Consequently, companies shouldn’t be proceeding with these efforts on hopes and trust alone. Robust procedures need to be in place, and workers should be more thoughtful and responsible when exchanging their data, even among well-known colleagues.
Below is a quick guide to help workers share files with their remote teams more effectively.
Compress the files
If remote workers collaborate on large-scale projects, the files they send can be enormous. Soon enough, things can spiral out of control, and file sharing systems can refuse to send out the data on account of its size alone.
Surpassing these limitations can be done online via a quick and easy process. For example, workers can compress their PDFs fast by dragging and dropping their files into a dedicated online tool. The document is then much simpler to store and share, and working with it further can become more straightforward as well. The file size can be reduced with any web browser, including Google Chrome, and the image quality isn’t lost either.

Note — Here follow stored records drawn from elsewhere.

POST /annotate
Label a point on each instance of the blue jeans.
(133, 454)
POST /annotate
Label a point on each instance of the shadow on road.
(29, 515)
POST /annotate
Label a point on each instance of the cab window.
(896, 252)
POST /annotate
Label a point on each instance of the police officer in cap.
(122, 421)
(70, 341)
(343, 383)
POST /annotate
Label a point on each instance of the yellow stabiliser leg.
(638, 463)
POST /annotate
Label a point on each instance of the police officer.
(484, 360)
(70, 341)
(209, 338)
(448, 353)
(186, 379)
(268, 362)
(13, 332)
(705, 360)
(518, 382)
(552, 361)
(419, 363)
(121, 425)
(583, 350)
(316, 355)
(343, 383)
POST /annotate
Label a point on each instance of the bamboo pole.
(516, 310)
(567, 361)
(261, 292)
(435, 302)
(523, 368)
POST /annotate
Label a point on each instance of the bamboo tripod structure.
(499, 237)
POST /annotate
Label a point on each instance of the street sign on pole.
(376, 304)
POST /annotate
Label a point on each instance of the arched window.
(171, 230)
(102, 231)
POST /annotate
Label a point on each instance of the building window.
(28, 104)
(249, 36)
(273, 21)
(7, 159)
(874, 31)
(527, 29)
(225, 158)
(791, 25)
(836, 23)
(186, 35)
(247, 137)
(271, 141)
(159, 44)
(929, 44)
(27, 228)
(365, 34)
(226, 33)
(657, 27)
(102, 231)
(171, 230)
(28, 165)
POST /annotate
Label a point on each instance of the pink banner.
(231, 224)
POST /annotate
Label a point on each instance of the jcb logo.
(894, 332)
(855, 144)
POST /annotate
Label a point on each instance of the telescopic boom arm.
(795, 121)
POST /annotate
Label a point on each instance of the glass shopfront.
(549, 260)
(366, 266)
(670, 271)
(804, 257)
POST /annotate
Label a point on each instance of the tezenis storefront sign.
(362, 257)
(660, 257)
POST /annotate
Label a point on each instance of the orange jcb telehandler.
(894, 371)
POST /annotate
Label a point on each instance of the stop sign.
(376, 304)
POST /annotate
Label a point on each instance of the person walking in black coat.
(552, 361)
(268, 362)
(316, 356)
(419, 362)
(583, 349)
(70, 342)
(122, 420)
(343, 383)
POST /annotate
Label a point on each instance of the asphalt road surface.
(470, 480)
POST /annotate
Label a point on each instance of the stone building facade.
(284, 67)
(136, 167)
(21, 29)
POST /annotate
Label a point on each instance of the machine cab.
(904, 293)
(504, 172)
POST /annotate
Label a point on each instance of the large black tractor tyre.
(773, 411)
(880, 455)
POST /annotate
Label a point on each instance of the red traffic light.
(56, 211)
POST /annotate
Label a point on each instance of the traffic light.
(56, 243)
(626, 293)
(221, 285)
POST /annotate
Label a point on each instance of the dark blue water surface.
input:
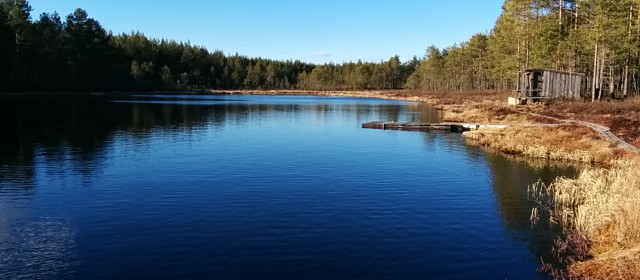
(254, 187)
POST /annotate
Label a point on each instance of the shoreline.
(491, 107)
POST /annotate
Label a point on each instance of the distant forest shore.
(600, 38)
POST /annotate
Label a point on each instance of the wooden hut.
(538, 83)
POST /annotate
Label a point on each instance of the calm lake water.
(254, 187)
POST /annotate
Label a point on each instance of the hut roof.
(552, 70)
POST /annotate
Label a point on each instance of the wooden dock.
(451, 127)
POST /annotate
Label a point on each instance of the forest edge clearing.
(601, 212)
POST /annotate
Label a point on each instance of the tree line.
(600, 38)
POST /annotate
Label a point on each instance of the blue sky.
(317, 31)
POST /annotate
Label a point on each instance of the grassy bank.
(601, 206)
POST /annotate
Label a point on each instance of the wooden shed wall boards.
(546, 83)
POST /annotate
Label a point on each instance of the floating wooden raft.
(452, 127)
(414, 126)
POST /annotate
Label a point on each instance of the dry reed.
(565, 142)
(601, 204)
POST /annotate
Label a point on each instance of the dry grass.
(565, 142)
(490, 112)
(623, 117)
(601, 204)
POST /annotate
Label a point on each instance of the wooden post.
(594, 83)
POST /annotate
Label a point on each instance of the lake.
(254, 187)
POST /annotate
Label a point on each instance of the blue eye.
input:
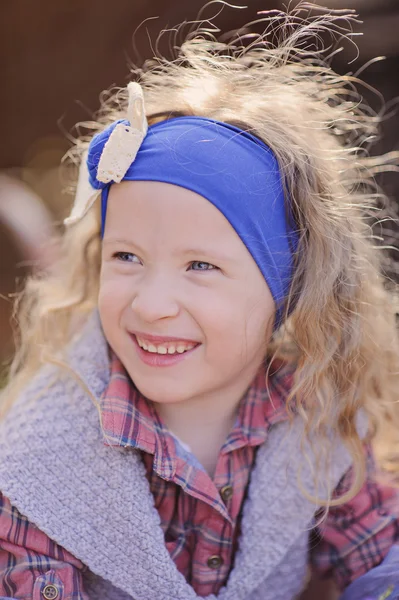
(202, 266)
(125, 256)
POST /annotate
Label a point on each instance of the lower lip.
(154, 359)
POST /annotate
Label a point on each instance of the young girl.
(199, 379)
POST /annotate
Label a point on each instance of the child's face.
(159, 246)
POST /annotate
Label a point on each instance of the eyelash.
(119, 255)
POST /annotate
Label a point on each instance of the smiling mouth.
(170, 348)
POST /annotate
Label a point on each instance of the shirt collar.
(129, 419)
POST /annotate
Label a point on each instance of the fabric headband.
(232, 169)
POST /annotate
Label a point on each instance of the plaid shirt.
(201, 516)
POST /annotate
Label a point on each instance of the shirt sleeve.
(356, 536)
(31, 564)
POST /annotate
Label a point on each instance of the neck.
(203, 423)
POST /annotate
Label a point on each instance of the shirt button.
(226, 492)
(214, 562)
(50, 592)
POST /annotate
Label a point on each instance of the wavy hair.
(341, 333)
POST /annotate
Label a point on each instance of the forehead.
(137, 207)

Having these solutions to hand can bring peace of mind to remote teams. Compressed files also use less storage space on hard drives and take less time to send to others. Their use can also encourage goodwill amongst them, as they will take the time to make one another’s working lives a little bit easier. It’s being considerate, as well as efficient with file-sharing.
Utilise a single file-sharing platform
Business and team leaders should collate all of their files from every database and hard drive at their disposal and deposit them. That way, the logistics of this undertaking become much more manageable.
Colleagues will be able to help new starters get up to speed as processes become consistent and familiarity is built quickly. Using a single platform can also enhance communication, as every worker will know where to find each other’s work. Should an employee make a mistake, it can also be quickly rectified by a colleague.
Using a single platform can also assist in improving an individual’s work life balance. After all, remote teams may feel tempted to have their personal and professional information sitting alongside one another in digital spaces like My Documents. Such practices can be quite sloppy and lead to confusion, errors, and other stressful circumstances, so it’s best to have firm distinctions over where work information belongs.
Sort names and permissions
Shared team folders can quickly become messy if there aren’t any standards being set. Consequently, business leaders need to have acute control over these digital areas.
Developing folder permissions should be a straightforward process. Not everybody needs access to every department’s data. Tech administration staff can quickly assign permissions to relevant workers. It can help regular employees too, as they can access the files that they need immediately without continuously taking wrong turns.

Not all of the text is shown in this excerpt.